L’animation en elle-même as pas mal de gueule, est marrante et bien barrée, mais connaitre le procédé derrière est essentiel :

Doodle project. Original sketches next to the artist's drawing it inspired.

 

L’artiste Dante Zaballa, proche de Pictoplasma a produit les 216 images d’une animation simple (bien que elle-même assez dingue et certainement bien faite) et qui se boucle. A ensuite confié à 62 artistes à travers le monde une fraction des images de l’animation chacun en leur demandant de les redessiner dans leurs propre style avec leurs propres personnages. Puis demandé à 14 musiciens de chacun créer un morceau pour accompagner une boucle d’animation.
Le résultat ressemble à quelque-chose produit par un scanner lisant les processus cognitifs d’une I.A. cybernétique reliée à un inconscient collectif.

The Doodle project

Lundi animation : Gloam

Créé par David Elwell & Gareth Hughes. La ballade calme d’une curieuse créature des bois.
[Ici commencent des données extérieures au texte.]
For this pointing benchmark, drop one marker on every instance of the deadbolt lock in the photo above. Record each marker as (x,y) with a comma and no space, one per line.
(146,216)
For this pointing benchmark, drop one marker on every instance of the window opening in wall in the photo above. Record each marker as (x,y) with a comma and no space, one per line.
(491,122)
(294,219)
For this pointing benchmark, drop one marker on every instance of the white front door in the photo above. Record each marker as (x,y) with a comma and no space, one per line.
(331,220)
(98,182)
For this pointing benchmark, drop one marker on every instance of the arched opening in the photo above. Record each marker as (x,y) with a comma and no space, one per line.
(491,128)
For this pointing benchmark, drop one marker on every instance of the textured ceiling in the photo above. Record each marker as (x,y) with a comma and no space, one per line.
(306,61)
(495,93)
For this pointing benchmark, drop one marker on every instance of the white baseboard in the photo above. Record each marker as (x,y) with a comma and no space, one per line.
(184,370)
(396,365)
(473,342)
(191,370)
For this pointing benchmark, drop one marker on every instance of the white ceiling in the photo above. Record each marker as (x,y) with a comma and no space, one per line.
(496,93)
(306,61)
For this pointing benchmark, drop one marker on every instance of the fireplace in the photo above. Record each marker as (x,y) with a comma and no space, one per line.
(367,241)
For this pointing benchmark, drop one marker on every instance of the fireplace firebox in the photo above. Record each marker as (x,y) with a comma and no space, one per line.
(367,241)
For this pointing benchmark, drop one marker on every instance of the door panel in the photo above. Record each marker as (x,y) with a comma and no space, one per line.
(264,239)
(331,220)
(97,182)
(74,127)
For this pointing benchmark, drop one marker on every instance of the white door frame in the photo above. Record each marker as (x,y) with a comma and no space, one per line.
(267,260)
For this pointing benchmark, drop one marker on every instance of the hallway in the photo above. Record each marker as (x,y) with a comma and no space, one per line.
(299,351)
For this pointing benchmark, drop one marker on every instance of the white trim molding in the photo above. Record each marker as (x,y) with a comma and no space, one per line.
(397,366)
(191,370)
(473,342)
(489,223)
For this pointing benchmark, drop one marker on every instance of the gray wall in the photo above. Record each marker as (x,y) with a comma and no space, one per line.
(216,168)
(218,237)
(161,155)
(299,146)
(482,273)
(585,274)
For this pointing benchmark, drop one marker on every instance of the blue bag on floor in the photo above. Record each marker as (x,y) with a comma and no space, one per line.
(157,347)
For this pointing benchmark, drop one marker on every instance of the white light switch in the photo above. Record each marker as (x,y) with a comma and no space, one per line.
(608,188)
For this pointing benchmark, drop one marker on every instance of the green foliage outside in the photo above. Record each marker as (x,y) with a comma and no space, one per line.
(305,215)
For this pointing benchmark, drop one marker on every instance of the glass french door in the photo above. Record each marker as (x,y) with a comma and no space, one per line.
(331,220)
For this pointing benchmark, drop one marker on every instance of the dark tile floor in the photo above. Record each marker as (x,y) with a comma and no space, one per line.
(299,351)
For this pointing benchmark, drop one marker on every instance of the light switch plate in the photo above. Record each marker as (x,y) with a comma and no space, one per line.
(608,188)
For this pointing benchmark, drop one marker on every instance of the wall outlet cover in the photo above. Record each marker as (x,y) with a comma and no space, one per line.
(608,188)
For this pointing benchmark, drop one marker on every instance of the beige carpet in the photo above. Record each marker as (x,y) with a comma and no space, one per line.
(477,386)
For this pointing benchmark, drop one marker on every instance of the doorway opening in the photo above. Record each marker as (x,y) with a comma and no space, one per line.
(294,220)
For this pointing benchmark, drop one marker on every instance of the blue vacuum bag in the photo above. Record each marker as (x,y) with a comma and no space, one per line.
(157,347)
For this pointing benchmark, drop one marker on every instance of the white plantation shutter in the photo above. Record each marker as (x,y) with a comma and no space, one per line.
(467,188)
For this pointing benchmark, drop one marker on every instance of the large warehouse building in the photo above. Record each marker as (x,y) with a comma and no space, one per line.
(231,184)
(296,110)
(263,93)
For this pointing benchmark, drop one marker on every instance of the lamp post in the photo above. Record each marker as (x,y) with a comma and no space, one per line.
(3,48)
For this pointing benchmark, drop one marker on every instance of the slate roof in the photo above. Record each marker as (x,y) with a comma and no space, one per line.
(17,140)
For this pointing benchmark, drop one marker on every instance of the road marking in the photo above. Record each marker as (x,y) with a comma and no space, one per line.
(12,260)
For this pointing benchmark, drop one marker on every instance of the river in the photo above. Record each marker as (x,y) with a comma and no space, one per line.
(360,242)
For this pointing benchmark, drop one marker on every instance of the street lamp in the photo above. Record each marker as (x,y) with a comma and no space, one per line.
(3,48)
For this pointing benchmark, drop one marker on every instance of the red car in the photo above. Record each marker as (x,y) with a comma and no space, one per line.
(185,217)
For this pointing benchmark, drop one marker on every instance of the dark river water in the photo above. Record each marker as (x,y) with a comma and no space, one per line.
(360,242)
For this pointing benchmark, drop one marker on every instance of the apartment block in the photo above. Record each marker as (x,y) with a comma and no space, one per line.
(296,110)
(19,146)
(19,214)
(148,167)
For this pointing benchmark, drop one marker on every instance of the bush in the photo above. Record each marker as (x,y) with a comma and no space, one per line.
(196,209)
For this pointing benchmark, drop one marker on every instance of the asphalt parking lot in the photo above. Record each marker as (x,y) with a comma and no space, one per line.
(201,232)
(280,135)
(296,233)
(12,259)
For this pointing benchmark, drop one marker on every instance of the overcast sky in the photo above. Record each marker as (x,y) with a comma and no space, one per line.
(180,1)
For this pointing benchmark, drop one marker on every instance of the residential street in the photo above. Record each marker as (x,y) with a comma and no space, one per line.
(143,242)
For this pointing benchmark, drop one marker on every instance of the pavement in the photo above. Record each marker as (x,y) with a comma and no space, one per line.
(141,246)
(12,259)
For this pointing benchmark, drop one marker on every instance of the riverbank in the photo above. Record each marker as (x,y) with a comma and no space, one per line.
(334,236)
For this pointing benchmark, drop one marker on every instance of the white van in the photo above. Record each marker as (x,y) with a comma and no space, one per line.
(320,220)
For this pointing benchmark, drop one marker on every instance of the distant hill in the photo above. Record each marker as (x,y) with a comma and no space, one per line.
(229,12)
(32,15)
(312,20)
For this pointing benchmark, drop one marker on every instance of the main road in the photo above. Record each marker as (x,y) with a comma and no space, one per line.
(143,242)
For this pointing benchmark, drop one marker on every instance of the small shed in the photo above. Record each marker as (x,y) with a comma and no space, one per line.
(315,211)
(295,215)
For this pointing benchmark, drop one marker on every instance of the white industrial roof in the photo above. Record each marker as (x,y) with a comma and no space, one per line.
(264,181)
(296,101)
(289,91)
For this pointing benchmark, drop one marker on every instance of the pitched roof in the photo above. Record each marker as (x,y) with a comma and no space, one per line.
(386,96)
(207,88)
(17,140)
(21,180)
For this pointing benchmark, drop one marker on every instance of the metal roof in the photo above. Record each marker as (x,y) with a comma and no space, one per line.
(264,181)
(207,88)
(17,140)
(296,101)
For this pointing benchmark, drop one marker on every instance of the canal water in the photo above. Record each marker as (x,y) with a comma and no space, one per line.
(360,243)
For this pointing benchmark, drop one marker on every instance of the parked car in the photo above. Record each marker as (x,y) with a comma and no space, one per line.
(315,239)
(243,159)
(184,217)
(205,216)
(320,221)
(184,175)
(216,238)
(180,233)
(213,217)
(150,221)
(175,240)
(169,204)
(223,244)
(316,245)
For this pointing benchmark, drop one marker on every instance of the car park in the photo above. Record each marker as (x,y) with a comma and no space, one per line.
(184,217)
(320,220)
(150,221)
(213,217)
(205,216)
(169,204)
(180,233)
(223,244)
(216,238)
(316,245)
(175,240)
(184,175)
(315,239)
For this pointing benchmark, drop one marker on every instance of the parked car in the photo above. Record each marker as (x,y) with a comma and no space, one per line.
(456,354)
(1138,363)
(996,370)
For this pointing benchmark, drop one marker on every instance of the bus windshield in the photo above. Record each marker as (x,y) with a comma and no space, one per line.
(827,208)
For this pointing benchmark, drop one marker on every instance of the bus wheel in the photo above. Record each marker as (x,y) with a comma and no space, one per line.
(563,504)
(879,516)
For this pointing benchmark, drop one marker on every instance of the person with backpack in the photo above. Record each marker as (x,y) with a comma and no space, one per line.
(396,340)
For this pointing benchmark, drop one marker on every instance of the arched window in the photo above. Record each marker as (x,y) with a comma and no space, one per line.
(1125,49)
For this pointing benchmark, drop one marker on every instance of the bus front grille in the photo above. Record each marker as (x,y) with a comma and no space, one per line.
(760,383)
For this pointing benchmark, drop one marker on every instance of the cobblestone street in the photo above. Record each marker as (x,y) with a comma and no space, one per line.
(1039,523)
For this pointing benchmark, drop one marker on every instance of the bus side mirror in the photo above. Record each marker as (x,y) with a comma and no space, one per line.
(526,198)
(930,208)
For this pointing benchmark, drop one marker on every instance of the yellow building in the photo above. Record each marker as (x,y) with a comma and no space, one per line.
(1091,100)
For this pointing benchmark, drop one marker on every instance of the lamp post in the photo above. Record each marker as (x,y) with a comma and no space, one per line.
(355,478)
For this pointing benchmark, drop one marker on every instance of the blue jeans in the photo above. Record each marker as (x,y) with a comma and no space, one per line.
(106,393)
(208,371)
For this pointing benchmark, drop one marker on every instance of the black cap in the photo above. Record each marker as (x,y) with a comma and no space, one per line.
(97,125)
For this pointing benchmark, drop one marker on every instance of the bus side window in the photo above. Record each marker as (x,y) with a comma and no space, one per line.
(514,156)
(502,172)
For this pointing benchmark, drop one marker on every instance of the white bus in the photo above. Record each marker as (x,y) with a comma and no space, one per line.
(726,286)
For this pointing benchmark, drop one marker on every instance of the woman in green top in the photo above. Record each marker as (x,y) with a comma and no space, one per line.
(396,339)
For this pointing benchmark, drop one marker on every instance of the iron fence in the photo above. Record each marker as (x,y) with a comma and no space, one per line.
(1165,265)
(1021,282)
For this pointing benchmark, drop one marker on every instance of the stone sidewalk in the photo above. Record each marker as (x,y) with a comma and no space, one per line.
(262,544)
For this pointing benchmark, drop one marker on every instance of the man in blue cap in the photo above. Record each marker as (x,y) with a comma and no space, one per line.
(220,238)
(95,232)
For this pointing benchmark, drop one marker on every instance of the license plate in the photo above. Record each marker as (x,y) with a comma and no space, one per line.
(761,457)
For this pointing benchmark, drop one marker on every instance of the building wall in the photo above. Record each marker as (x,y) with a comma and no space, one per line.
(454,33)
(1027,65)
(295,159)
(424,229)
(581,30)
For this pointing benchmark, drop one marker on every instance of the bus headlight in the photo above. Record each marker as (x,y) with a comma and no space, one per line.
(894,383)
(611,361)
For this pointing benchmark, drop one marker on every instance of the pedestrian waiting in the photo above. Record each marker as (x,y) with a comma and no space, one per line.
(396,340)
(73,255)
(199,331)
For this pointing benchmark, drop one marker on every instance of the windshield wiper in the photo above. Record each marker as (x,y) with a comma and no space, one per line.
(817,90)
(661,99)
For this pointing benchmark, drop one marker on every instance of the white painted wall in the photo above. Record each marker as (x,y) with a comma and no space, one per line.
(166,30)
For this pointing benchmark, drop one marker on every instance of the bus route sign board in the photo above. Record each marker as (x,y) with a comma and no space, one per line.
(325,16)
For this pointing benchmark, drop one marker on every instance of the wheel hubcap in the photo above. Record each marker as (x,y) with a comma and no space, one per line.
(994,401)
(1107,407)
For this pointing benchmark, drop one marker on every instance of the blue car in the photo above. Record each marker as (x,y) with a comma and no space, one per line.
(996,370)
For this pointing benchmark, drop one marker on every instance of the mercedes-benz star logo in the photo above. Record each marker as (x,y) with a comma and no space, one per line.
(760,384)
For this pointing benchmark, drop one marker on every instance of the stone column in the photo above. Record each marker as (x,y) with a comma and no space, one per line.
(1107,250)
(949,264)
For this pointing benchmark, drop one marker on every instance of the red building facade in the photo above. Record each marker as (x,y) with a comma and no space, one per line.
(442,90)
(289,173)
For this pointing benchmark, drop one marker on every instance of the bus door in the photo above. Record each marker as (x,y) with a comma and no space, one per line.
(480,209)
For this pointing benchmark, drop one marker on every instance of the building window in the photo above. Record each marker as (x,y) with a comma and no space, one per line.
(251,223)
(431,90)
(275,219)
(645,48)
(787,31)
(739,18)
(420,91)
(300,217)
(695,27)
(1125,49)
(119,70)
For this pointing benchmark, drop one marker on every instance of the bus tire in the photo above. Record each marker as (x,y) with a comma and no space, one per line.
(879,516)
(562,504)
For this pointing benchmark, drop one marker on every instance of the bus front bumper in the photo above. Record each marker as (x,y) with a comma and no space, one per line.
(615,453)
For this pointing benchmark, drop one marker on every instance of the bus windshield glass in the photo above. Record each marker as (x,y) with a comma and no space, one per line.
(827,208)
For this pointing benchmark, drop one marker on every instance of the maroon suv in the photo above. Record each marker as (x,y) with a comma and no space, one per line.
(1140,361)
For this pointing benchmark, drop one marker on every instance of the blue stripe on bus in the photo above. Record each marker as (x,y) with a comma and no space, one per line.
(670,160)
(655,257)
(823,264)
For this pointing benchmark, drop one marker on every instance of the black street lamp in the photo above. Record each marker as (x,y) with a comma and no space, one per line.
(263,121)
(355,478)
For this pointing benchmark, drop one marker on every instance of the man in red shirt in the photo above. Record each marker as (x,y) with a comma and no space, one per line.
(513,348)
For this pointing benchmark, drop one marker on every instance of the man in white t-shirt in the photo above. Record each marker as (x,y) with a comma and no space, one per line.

J’aime qu’ils n’aient pas cédés à la pression de remplir le film avec une intrigue ou des péripéties. Ne se focaliser que sur le vrai sujet : la créature. L’affection pure et sans fard pour la créature.

Même si je dois l’admettre, mon coup de coeur tiens beaucoup au fait qu’elle a un petit air de famille avec la version du Sasquatch que j’ai réalisé pour l’exposition « missing link » de Pictoplasma.

Lundi animation : Azúl

Ballade dans une ambiance suspendue. L’histoire de quelqu’un à sa façon pas à sa place, perdu dans un lieu dont il se passionne à sa façon.

J’aime l’imagerie inhabituelle qui est convoquée ici. Sa poésie. Et l’énorme travail de documentation visuelle qu’on devine derrière.
Créé par Rémy Busson, Francis Canitrot, Aurélien Duhayon, Sébastien Iglesias, Maxence Martin et Paùl Monge, de Supinfo com.

« Dust ». Une quête écologique dans un monde post-apo.

Je ne sais absolument rien de ce film à part ce qu’on peut voir dans la bande annonce. Et qu’il a été financé par financement participatif via Kickstarter.

Ça a l’air prometteur et poétique ! J’espère un film à la Mushishi, où les difficultés sont surmontées par le courage et la compréhension plutôt que par la force. La toute fin de la bande annonce n’est pas très bon signe ceci dit .. mais croisons les doigts. On ne sait jamais: Peut-être que la créature cherche quelque-chose dans la poche du mec et qu’elle s’en ira d’elle-même une fois qu’il aura compris ? Et que l’histoire prendra une direction qui n’a rien à voir avec celle du film Pitch Black ?

Parce que -bon sang !- il y a incroyablement peu, voir pas du tout, de problèmes à grande échelle, écologique ou non, qui soient résolu à coup de flingue. Est-ce qu’il ne serait pas temps que la fiction commence à refléter ça ?

Guillermo Del Toro parle de son goût pour les Kaiju

« Il y a quelque-chose de vraiment pur et plein d’affection (nb : pour les créatures), dans les films de monstre. Et plus encore dans les films de Kaiju »
["There is something very pure and very full of love, in monster movies. Even more so in Kaiju movies"]

Vidéo malheureusement pas sous-titrée français.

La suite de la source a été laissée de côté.